No contexto educativo  que envolve a criação da Lei do Cabo, uma das iniciativas mais expressivas foi a criação do canal público-educativo denominado TV Escola. Definido como  “a televisão pública do Ministério da Educação” (TV Escola, 2015), foi criado em 1995 e iniciou suas transmissões oficialmente em 1996. Com a proposta de oferecer conteúdo para todos aqueles que gostam e querem aprender, vem trabalhando com  foco no público em geral, mas especialmente educadores e alunos com uma programação que segue 24 horas por dia. Trabalha ainda com programas oferecendo a Linguagem Brasileira de Sinais (Libras), atendendo a um segmento de público pouco contemplado nos demais canais, inclusive públicos e educativos. Com isso, surge como um relevante espaço de contemplação dos temas que envolvem a educação. Infelizmente, ao ser transmitida apenas via sinais de antena parabólica e TV por assinatura, seu alcance ainda é discreto e pouco representativo junto à sociedade. A iniciativa da criação da Lei do Cabo foi de extrema relevância para a ampliação do espaço dos veículos público e estatal, abrindo caminhos para o acesso à uma pequena parcela da população que possui condições de obter o serviço de televisão por assinatura, uma antena parabólica ou dispositivos de acesso digital. Mesmo 20 anos após a implantação da lei, o  surgimento da Lei nº 12.485, de 2011, alterando algumas regras da televisão por assinatura,  o  acesso da sociedade brasileira  ao benefício ainda é discreto.
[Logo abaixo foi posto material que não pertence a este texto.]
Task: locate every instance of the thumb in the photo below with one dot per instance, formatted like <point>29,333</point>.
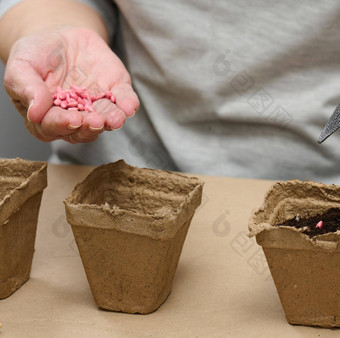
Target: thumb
<point>24,84</point>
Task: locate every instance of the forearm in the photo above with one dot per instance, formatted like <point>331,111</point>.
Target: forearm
<point>33,16</point>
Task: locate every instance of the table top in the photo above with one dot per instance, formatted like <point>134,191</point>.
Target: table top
<point>222,287</point>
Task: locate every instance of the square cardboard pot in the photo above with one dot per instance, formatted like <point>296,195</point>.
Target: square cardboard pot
<point>306,271</point>
<point>130,225</point>
<point>21,187</point>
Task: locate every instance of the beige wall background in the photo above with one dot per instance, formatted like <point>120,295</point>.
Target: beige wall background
<point>15,140</point>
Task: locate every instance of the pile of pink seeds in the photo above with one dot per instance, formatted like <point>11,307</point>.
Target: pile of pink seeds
<point>78,98</point>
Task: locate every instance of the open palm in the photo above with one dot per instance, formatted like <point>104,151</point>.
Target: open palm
<point>38,64</point>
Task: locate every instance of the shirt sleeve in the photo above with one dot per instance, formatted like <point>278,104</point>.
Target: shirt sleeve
<point>105,8</point>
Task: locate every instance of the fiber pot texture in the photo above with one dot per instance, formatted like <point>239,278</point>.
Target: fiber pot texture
<point>306,271</point>
<point>21,187</point>
<point>130,225</point>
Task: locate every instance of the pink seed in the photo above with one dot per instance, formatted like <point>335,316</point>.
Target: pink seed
<point>81,101</point>
<point>72,104</point>
<point>100,96</point>
<point>319,225</point>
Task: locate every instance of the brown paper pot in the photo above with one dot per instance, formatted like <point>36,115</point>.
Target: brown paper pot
<point>306,271</point>
<point>21,187</point>
<point>130,225</point>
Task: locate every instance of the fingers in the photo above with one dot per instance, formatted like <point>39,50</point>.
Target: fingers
<point>126,99</point>
<point>71,125</point>
<point>25,85</point>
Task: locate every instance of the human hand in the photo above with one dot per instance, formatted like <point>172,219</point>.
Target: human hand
<point>39,63</point>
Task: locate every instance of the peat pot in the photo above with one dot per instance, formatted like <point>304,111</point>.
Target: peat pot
<point>21,188</point>
<point>130,225</point>
<point>306,270</point>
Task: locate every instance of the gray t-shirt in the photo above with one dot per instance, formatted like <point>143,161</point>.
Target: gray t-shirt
<point>230,88</point>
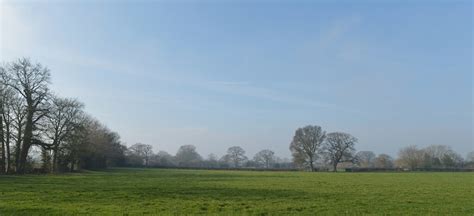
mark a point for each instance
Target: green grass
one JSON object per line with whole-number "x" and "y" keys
{"x": 163, "y": 191}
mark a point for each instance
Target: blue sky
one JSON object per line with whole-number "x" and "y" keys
{"x": 221, "y": 73}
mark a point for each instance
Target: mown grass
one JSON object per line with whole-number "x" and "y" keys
{"x": 165, "y": 191}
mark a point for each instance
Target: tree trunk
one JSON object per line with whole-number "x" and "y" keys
{"x": 311, "y": 165}
{"x": 28, "y": 135}
{"x": 55, "y": 156}
{"x": 18, "y": 148}
{"x": 2, "y": 147}
{"x": 8, "y": 134}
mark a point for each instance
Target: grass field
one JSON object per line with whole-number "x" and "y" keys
{"x": 163, "y": 191}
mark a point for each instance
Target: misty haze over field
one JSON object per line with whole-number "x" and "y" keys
{"x": 218, "y": 74}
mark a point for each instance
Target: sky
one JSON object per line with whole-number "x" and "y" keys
{"x": 216, "y": 74}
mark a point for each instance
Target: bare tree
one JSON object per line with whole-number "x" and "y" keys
{"x": 236, "y": 155}
{"x": 64, "y": 117}
{"x": 31, "y": 82}
{"x": 440, "y": 156}
{"x": 265, "y": 157}
{"x": 410, "y": 157}
{"x": 339, "y": 147}
{"x": 365, "y": 159}
{"x": 144, "y": 151}
{"x": 306, "y": 144}
{"x": 188, "y": 156}
{"x": 383, "y": 161}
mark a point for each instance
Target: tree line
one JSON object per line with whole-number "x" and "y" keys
{"x": 35, "y": 122}
{"x": 312, "y": 149}
{"x": 41, "y": 131}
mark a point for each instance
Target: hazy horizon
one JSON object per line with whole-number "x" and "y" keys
{"x": 218, "y": 74}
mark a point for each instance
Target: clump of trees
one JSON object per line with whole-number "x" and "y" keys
{"x": 188, "y": 157}
{"x": 33, "y": 119}
{"x": 43, "y": 132}
{"x": 314, "y": 149}
{"x": 311, "y": 144}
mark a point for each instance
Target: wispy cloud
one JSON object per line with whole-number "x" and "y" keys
{"x": 245, "y": 88}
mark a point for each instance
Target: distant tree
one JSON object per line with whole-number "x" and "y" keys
{"x": 236, "y": 155}
{"x": 165, "y": 159}
{"x": 144, "y": 151}
{"x": 306, "y": 143}
{"x": 470, "y": 159}
{"x": 265, "y": 158}
{"x": 410, "y": 157}
{"x": 365, "y": 159}
{"x": 188, "y": 156}
{"x": 383, "y": 161}
{"x": 339, "y": 147}
{"x": 63, "y": 118}
{"x": 212, "y": 161}
{"x": 440, "y": 156}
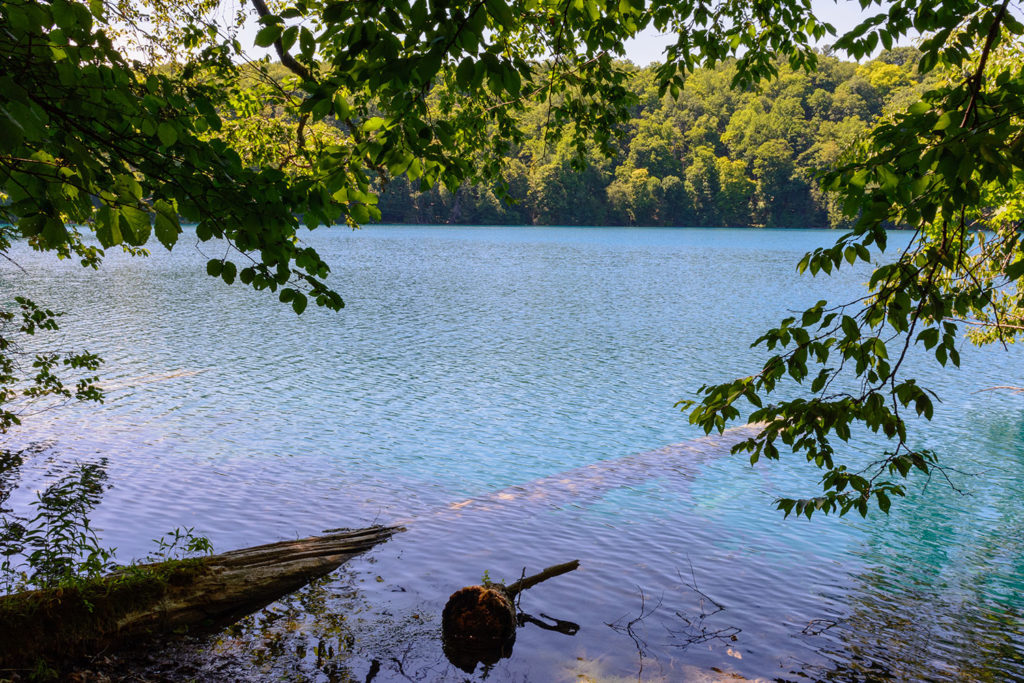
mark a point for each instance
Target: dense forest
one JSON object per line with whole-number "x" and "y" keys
{"x": 713, "y": 156}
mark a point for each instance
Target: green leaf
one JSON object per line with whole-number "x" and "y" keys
{"x": 137, "y": 222}
{"x": 266, "y": 36}
{"x": 168, "y": 133}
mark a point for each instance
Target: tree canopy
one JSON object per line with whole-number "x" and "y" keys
{"x": 97, "y": 139}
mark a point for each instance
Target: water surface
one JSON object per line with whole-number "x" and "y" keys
{"x": 475, "y": 360}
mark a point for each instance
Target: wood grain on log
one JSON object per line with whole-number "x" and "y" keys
{"x": 147, "y": 599}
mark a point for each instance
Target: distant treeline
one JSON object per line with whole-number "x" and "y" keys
{"x": 713, "y": 156}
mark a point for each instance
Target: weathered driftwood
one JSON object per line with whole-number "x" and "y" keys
{"x": 479, "y": 622}
{"x": 142, "y": 600}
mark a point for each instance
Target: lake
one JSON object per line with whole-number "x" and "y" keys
{"x": 535, "y": 370}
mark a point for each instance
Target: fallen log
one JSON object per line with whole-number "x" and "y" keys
{"x": 478, "y": 622}
{"x": 142, "y": 600}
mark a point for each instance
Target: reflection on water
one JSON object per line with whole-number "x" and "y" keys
{"x": 491, "y": 389}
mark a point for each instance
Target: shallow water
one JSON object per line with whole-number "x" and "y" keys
{"x": 542, "y": 363}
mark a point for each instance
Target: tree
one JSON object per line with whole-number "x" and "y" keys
{"x": 436, "y": 92}
{"x": 948, "y": 167}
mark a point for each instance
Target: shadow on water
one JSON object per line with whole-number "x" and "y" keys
{"x": 379, "y": 617}
{"x": 642, "y": 606}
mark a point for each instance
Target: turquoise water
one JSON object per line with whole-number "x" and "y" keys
{"x": 475, "y": 360}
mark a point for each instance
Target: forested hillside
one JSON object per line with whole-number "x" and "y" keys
{"x": 712, "y": 156}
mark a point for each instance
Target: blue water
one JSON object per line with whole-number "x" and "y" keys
{"x": 475, "y": 360}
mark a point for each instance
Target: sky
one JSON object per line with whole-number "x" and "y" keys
{"x": 843, "y": 14}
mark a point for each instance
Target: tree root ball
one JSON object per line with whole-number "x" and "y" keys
{"x": 477, "y": 617}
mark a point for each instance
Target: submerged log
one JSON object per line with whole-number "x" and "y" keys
{"x": 147, "y": 599}
{"x": 479, "y": 622}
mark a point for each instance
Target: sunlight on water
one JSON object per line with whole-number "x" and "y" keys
{"x": 508, "y": 394}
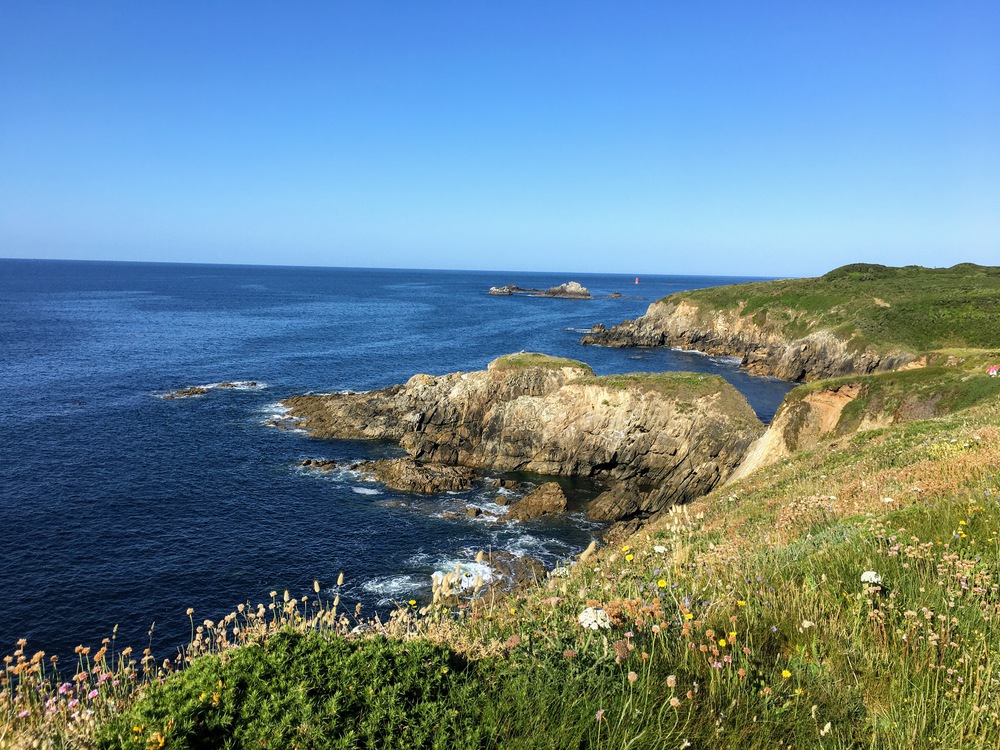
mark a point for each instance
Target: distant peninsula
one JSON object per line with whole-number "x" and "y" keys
{"x": 857, "y": 319}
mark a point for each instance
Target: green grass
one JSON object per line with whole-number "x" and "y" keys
{"x": 739, "y": 620}
{"x": 913, "y": 308}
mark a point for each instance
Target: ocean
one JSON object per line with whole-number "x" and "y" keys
{"x": 121, "y": 507}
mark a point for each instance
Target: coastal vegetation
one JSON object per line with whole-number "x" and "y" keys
{"x": 844, "y": 594}
{"x": 914, "y": 308}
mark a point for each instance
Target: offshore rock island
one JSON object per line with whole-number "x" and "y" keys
{"x": 652, "y": 439}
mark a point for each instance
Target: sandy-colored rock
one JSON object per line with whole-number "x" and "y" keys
{"x": 762, "y": 350}
{"x": 658, "y": 439}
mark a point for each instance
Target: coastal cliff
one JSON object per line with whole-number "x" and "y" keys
{"x": 826, "y": 411}
{"x": 855, "y": 320}
{"x": 764, "y": 349}
{"x": 654, "y": 439}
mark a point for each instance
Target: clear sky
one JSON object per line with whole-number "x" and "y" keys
{"x": 758, "y": 138}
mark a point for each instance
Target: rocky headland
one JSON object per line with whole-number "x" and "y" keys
{"x": 652, "y": 439}
{"x": 762, "y": 348}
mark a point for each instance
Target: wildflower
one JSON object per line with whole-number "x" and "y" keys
{"x": 594, "y": 618}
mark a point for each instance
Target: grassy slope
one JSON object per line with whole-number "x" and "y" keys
{"x": 740, "y": 620}
{"x": 914, "y": 308}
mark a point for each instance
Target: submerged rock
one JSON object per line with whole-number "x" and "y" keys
{"x": 656, "y": 439}
{"x": 403, "y": 474}
{"x": 570, "y": 289}
{"x": 195, "y": 390}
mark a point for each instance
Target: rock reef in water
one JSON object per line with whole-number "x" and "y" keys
{"x": 547, "y": 499}
{"x": 403, "y": 474}
{"x": 654, "y": 439}
{"x": 569, "y": 290}
{"x": 763, "y": 351}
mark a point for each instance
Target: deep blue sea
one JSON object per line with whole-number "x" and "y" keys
{"x": 118, "y": 506}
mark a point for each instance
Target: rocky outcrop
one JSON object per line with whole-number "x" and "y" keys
{"x": 763, "y": 348}
{"x": 546, "y": 500}
{"x": 569, "y": 290}
{"x": 655, "y": 439}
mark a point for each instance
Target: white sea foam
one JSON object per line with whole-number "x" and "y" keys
{"x": 468, "y": 572}
{"x": 394, "y": 588}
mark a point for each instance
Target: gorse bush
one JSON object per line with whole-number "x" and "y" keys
{"x": 848, "y": 596}
{"x": 300, "y": 690}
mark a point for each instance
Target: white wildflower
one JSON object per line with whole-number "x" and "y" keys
{"x": 594, "y": 618}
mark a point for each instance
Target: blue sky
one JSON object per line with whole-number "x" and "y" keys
{"x": 661, "y": 137}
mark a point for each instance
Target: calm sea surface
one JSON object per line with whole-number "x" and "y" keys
{"x": 120, "y": 506}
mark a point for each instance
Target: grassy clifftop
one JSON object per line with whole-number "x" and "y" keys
{"x": 913, "y": 308}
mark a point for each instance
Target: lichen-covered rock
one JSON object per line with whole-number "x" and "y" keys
{"x": 656, "y": 439}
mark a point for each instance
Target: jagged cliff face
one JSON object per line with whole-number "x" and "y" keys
{"x": 655, "y": 439}
{"x": 764, "y": 349}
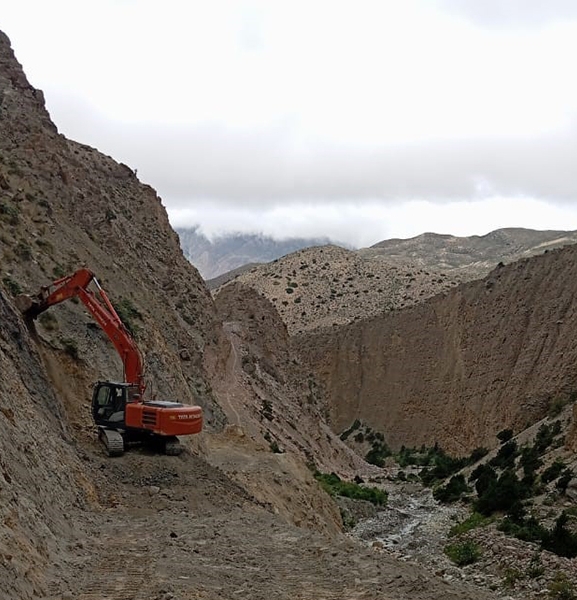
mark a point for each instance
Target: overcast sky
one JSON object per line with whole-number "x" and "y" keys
{"x": 358, "y": 120}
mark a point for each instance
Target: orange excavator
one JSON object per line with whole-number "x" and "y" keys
{"x": 119, "y": 410}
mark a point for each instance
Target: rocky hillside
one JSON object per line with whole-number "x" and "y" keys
{"x": 75, "y": 524}
{"x": 459, "y": 367}
{"x": 317, "y": 287}
{"x": 226, "y": 253}
{"x": 329, "y": 285}
{"x": 474, "y": 256}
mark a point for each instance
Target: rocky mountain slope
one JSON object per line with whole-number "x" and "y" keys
{"x": 329, "y": 285}
{"x": 221, "y": 519}
{"x": 239, "y": 513}
{"x": 229, "y": 252}
{"x": 474, "y": 256}
{"x": 457, "y": 368}
{"x": 317, "y": 287}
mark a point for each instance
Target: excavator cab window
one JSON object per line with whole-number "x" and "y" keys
{"x": 108, "y": 404}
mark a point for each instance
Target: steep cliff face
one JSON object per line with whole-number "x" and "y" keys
{"x": 459, "y": 367}
{"x": 64, "y": 205}
{"x": 37, "y": 465}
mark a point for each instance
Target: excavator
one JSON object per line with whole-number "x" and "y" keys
{"x": 119, "y": 410}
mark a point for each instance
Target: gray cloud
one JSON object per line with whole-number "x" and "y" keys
{"x": 271, "y": 167}
{"x": 260, "y": 168}
{"x": 512, "y": 14}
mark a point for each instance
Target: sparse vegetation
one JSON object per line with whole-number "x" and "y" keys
{"x": 561, "y": 588}
{"x": 128, "y": 313}
{"x": 335, "y": 486}
{"x": 11, "y": 285}
{"x": 463, "y": 553}
{"x": 473, "y": 521}
{"x": 48, "y": 321}
{"x": 345, "y": 434}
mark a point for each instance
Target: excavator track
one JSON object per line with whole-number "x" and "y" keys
{"x": 112, "y": 441}
{"x": 172, "y": 446}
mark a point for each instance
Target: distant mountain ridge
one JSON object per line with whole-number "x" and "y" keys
{"x": 473, "y": 256}
{"x": 325, "y": 286}
{"x": 228, "y": 252}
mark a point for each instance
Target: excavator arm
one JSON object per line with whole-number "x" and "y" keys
{"x": 100, "y": 307}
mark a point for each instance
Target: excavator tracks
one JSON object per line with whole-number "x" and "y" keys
{"x": 172, "y": 446}
{"x": 112, "y": 441}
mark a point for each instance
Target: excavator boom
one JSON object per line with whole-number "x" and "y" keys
{"x": 76, "y": 285}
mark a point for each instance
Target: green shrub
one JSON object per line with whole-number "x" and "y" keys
{"x": 561, "y": 540}
{"x": 345, "y": 434}
{"x": 545, "y": 436}
{"x": 48, "y": 321}
{"x": 505, "y": 435}
{"x": 23, "y": 251}
{"x": 505, "y": 458}
{"x": 452, "y": 491}
{"x": 536, "y": 568}
{"x": 564, "y": 480}
{"x": 530, "y": 462}
{"x": 128, "y": 313}
{"x": 501, "y": 494}
{"x": 473, "y": 521}
{"x": 335, "y": 486}
{"x": 378, "y": 453}
{"x": 528, "y": 530}
{"x": 560, "y": 588}
{"x": 12, "y": 286}
{"x": 553, "y": 471}
{"x": 463, "y": 553}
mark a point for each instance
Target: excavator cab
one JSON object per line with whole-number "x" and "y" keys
{"x": 109, "y": 403}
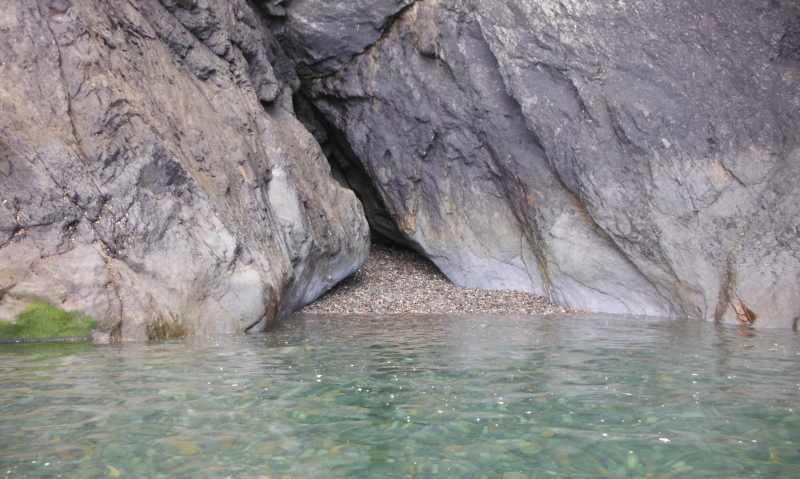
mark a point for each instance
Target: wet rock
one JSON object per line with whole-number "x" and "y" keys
{"x": 613, "y": 156}
{"x": 153, "y": 174}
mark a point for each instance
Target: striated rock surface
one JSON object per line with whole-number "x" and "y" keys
{"x": 153, "y": 174}
{"x": 626, "y": 157}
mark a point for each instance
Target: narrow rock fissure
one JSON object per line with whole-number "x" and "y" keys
{"x": 398, "y": 280}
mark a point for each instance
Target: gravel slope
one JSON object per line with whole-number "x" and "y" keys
{"x": 397, "y": 280}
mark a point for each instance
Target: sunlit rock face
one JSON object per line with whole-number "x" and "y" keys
{"x": 153, "y": 174}
{"x": 625, "y": 157}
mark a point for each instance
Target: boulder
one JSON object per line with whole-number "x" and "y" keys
{"x": 620, "y": 157}
{"x": 153, "y": 174}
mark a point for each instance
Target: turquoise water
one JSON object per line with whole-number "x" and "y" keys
{"x": 411, "y": 397}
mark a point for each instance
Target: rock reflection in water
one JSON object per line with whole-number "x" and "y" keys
{"x": 411, "y": 396}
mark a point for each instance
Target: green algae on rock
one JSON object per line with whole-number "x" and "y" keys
{"x": 42, "y": 320}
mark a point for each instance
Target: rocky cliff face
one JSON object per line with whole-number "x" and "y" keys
{"x": 152, "y": 171}
{"x": 624, "y": 157}
{"x": 627, "y": 157}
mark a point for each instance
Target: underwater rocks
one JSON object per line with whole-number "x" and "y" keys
{"x": 153, "y": 174}
{"x": 613, "y": 156}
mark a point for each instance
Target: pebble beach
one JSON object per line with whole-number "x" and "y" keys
{"x": 396, "y": 280}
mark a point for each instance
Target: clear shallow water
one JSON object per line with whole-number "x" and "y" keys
{"x": 406, "y": 397}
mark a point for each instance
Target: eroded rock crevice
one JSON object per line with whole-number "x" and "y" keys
{"x": 169, "y": 165}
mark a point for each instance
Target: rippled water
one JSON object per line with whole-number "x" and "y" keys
{"x": 416, "y": 396}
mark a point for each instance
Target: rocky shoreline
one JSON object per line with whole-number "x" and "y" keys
{"x": 395, "y": 280}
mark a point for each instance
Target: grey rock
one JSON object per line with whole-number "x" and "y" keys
{"x": 153, "y": 174}
{"x": 626, "y": 157}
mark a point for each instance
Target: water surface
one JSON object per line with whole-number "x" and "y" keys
{"x": 501, "y": 397}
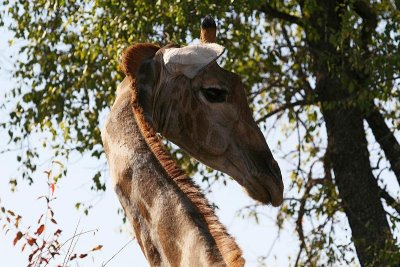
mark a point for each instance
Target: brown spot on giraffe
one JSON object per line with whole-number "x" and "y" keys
{"x": 222, "y": 134}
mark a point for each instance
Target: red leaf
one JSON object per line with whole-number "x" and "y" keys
{"x": 40, "y": 230}
{"x": 11, "y": 212}
{"x": 31, "y": 241}
{"x": 52, "y": 187}
{"x": 58, "y": 232}
{"x": 17, "y": 237}
{"x": 97, "y": 248}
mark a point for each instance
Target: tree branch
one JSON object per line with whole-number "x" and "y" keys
{"x": 276, "y": 14}
{"x": 283, "y": 108}
{"x": 386, "y": 139}
{"x": 390, "y": 200}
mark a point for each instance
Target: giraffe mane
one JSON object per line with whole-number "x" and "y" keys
{"x": 226, "y": 244}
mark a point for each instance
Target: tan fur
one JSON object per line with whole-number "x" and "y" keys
{"x": 208, "y": 35}
{"x": 228, "y": 248}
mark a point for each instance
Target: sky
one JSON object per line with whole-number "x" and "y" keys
{"x": 255, "y": 239}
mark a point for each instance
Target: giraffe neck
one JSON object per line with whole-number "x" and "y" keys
{"x": 173, "y": 223}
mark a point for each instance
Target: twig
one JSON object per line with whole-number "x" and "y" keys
{"x": 104, "y": 264}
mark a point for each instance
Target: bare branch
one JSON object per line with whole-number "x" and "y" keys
{"x": 390, "y": 200}
{"x": 386, "y": 139}
{"x": 274, "y": 13}
{"x": 282, "y": 108}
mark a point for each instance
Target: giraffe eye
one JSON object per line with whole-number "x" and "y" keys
{"x": 214, "y": 95}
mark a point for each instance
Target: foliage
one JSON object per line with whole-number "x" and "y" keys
{"x": 44, "y": 237}
{"x": 70, "y": 68}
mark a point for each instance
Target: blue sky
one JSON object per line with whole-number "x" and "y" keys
{"x": 255, "y": 239}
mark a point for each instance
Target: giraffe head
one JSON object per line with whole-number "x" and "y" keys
{"x": 203, "y": 109}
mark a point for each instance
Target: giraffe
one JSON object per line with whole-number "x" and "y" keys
{"x": 182, "y": 94}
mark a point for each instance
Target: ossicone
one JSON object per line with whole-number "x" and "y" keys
{"x": 134, "y": 56}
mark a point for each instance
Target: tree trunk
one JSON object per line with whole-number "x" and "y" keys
{"x": 356, "y": 184}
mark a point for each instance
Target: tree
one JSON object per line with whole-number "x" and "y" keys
{"x": 327, "y": 72}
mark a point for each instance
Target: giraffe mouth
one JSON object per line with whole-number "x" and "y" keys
{"x": 266, "y": 189}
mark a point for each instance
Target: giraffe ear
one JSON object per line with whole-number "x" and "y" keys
{"x": 135, "y": 55}
{"x": 190, "y": 60}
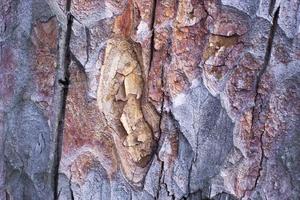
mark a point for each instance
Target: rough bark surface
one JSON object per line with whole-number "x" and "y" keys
{"x": 149, "y": 99}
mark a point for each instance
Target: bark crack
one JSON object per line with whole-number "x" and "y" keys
{"x": 258, "y": 97}
{"x": 62, "y": 84}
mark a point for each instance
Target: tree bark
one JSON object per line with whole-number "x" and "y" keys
{"x": 149, "y": 99}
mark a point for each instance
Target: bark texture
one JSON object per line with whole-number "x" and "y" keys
{"x": 149, "y": 99}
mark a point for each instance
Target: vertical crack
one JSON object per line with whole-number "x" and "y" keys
{"x": 258, "y": 96}
{"x": 153, "y": 34}
{"x": 88, "y": 44}
{"x": 61, "y": 91}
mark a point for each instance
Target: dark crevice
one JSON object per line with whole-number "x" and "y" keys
{"x": 62, "y": 85}
{"x": 258, "y": 98}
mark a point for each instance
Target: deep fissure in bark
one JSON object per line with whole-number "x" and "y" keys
{"x": 62, "y": 85}
{"x": 257, "y": 95}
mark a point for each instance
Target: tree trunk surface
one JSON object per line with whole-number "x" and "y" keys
{"x": 149, "y": 99}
A Pesquisa Brasileira de Mídia 2015 (Brasil, Secom, 2014) afirma que 26% dos lares brasileiros são atendidos por um serviço pago de televisão, 23% por antena parabólica e 72% possuem acesso à TV aberta, sendo que a TV paga está presente nos grandes centros urbanos e é acessível aos espectadores mais ricos e escolarizados

da população, enquanto a antena parabólica encontra-se mais comum no interior do país, com 49% dos proprietários residentes em municípios com até 20 mil habitantes.  Mesmo com  o percentual de usuários da televisão por assinatura vir  crescendo, saltando ano a ano  por conta dos pacotes mais acessivos de assinatura,  a audiência dos canais públicos e estatais aparecem como traço, ou seja, baixíssimas audiências. Sabe-se que a lógica dos canais públicos e estatais não visam a audiência, mas a quase ausência dela aponta que o público brasileiro ainda não se identificou e criou hábito e formas de acesso a tais. Os índices de audiência da TV Brasil e da TV Cultura são extremamente baixos. Segundo o presidente da EBC, Nelson Breve, os índices nacionais do Ibope não são capazes de demonstrar com precisão os índices da TV Brasil em nível nacional, mas eles são inegavelmente baixos — 0,1% em São Paulo, 0,7% no Rio de Janeiro e 0,3% em Brasília, por exemplo (Brasil, Secom, 2014).   Anos se passaram até que, por motivação coletiva entre sociedade civil organizada, pesquisadores, profissionais do setor e o poder público, foi estruturado e implantado o projeto da  TV Brasil, uma proposta do Governo Federal que passou a ser gerida pela Empresa Brasil de Comunicação, EBC, também criada em 2007, por meio da Medida Provisória nº 398 (Brasil, 2007)  e posteriormente por meio do Decreto nº 6.246 (Brasil, 2007), para administrar o sistema público e nacional de comunicação, viabilizada inicialmente pela fusão de veículos e de estruturas de comunicação da  Empresa Brasileira de Comunicação (Radiobrás) e da  Associação de Comunicação Educativa Roquette Pinto (Acerp).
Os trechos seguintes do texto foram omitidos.